Lagian juga, ini janggal. Bukankah untuk masalah sepele— bagi Heeseung sih, sangat sepele— seharusnya diarahkan ke ruang BK? Kenapa malah sekarang didudukkan berhadapan dengan sang kepala sekolah? Heeseung tidak habis pikir.
“Nak Heeseung, apa benar tadi terlibat perkelahian?”
Mau tidak mau, Heeseung mengangguk. “Saya hanya mencoba membela Sunghoon, Pak. Lelaki itu sepertinya seangkatan saya. Ia tadi berkata sangat buruk dan menjelekkan Sunghoon.”
“Bukan berarti boleh memukulnya begitu saja, nak.” Terdengar helaan nafas keluar dari yang lebih tua, “Nak Heeseung tau sendiri kan akibatnya apabila bapak panggilkan orang tuamu kesini?”
Badan Heeseung seketika menegang kala orang tuanya disangkut-pautkan. Coba sekuat tenaga untuk kontrol ketakutan yang mulai muncul, sebelum akhirnya mengangguk lemah sebagai jawaban pertanyaan tadi.
“Bapak tau seberapa keras orang tuamu, sehingga kali ini tidak akan bapak panggil dan beri tau. Tetapi lain kali, jangan bertindak diatas emosi nak. Bapak ingatkan kalau kamu anak emas sekolah ini, teladan bagi adek-adek kelas, sehingga yang Nak Heeseung lakukan akan berdampak banyak. Paham?”
Tidak ada yang bisa dilakukan selain berkata “Paham, pak.” Pun setelahnya Heeseung berdiri, menunduk beri hormat, kala dirasa perbincangan sudah selesai. Tangan sudah mendorong pintu, hampir saja keluar jikalau sang kepala sekolah tidak membuka mulutnya lagi.

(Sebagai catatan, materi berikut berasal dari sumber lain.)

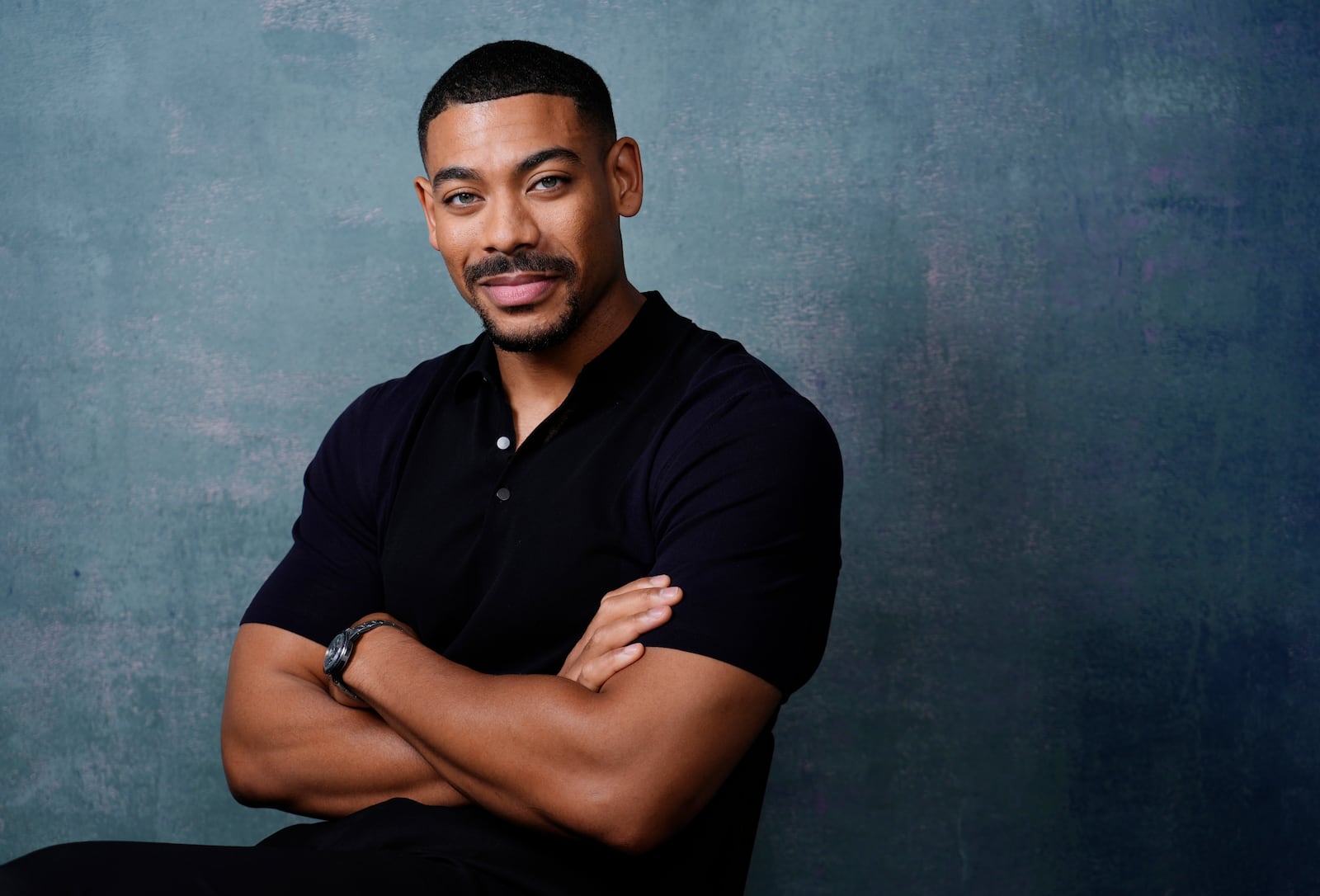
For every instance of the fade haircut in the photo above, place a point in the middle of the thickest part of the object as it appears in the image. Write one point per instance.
(515, 68)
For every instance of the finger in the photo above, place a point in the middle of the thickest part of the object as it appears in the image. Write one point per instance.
(625, 631)
(644, 582)
(615, 606)
(601, 669)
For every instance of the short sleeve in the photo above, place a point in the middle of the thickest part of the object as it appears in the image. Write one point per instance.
(332, 574)
(746, 498)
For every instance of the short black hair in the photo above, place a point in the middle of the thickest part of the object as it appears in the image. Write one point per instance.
(514, 68)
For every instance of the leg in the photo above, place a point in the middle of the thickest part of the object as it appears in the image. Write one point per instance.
(106, 869)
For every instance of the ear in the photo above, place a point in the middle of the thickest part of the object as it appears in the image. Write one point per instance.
(428, 206)
(624, 167)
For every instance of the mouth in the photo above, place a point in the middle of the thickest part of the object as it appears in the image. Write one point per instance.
(518, 290)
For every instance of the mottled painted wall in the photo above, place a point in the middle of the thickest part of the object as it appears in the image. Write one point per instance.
(1049, 266)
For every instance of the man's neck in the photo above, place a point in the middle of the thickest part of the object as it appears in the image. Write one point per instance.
(538, 382)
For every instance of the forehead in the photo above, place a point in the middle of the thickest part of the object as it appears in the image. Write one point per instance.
(502, 132)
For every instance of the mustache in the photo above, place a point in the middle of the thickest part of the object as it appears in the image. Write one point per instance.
(523, 262)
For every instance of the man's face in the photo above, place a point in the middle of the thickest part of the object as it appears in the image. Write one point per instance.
(525, 202)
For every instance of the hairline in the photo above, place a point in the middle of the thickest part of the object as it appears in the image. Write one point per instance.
(589, 121)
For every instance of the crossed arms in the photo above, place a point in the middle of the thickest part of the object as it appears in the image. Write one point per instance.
(625, 746)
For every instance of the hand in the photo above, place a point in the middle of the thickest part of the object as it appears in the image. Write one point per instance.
(337, 693)
(609, 645)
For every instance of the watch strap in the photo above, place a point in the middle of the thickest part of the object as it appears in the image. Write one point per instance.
(351, 636)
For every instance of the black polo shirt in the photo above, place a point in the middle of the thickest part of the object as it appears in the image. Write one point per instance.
(676, 451)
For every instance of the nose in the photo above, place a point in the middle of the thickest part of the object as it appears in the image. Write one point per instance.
(510, 226)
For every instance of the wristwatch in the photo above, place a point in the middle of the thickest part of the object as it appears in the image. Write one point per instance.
(341, 651)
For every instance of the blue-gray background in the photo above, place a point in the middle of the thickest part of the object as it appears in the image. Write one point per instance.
(1047, 266)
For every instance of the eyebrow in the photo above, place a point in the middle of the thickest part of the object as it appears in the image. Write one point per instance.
(535, 160)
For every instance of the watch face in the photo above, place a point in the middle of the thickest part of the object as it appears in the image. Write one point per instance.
(337, 653)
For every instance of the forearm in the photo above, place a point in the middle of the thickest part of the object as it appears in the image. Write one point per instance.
(626, 766)
(531, 729)
(287, 744)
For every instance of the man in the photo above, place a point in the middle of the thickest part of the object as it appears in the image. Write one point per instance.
(482, 721)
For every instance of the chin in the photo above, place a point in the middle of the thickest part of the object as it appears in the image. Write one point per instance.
(535, 337)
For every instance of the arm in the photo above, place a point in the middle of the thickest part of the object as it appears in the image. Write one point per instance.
(627, 766)
(287, 742)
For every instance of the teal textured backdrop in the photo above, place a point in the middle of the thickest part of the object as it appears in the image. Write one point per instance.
(1047, 266)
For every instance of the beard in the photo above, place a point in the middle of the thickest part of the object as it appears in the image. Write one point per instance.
(547, 336)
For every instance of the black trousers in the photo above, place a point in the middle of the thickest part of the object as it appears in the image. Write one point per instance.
(114, 867)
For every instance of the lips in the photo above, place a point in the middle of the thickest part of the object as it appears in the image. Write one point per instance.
(518, 290)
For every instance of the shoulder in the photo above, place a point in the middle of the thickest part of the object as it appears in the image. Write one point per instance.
(363, 449)
(732, 396)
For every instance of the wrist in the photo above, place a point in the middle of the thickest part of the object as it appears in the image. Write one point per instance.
(345, 647)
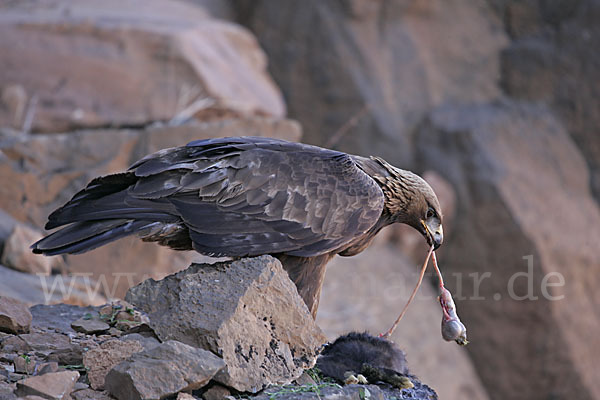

“Ini memang bukan urusan bapak, tapi..” Kalimat dijeda dengan sebuah tarikan nafas, “Cinta tidak baik untukmu, Heeseung. Tidak baik bagi seseorang secerdas dan secemerlang dirimu.”
Mendengarnya, Heeseung tertawa miris dalam diam. Aku tau itu.
Ting nong, ting nong.
Sudah jam istirahat pertama. Heeseung geleng kepala, selama itukah tadi pembicaraannya bersama bapak kepala sekolah? Ia bahkan tidak sadar.
Akhirnya lanjutkan langkah, tidak jadi balik ke kelas, melainkan ke arah ruang klub astronomi. Ada beberapa hal yang harus diurus, yang mana sedari kemarin malam tidak sempat diselesaikan.
Tetapi Heeseung sedikit lupa. Perjalanannya ke ruang klub kesayangan itu, sudah pasti lalui kelas Sunghoon. Baru ingat kala mata bertemu mata— Heeseung tersenyum lebar melihat Sunghoon, seakan semua kejadian tadi langsung menghilang.
Beberapa detik kemudian terlihat Sunghoon seperti ingin berdiri, ingin berbicara— sayangnya, Heeseung sontak menggeleng. Tidak memperbolehkan. Tangan bentuk signal sebuah handphone dan bibir berbicara tanpa suara, “Maaf, dek. Aku lagi ada urusan. Let’s do it in chat, yeah?”
Walau Sunghoon mengangguk, Heeseung tidak bisa lewatkan raut kecewa yang muncul sesaat di wajah yang lebih muda.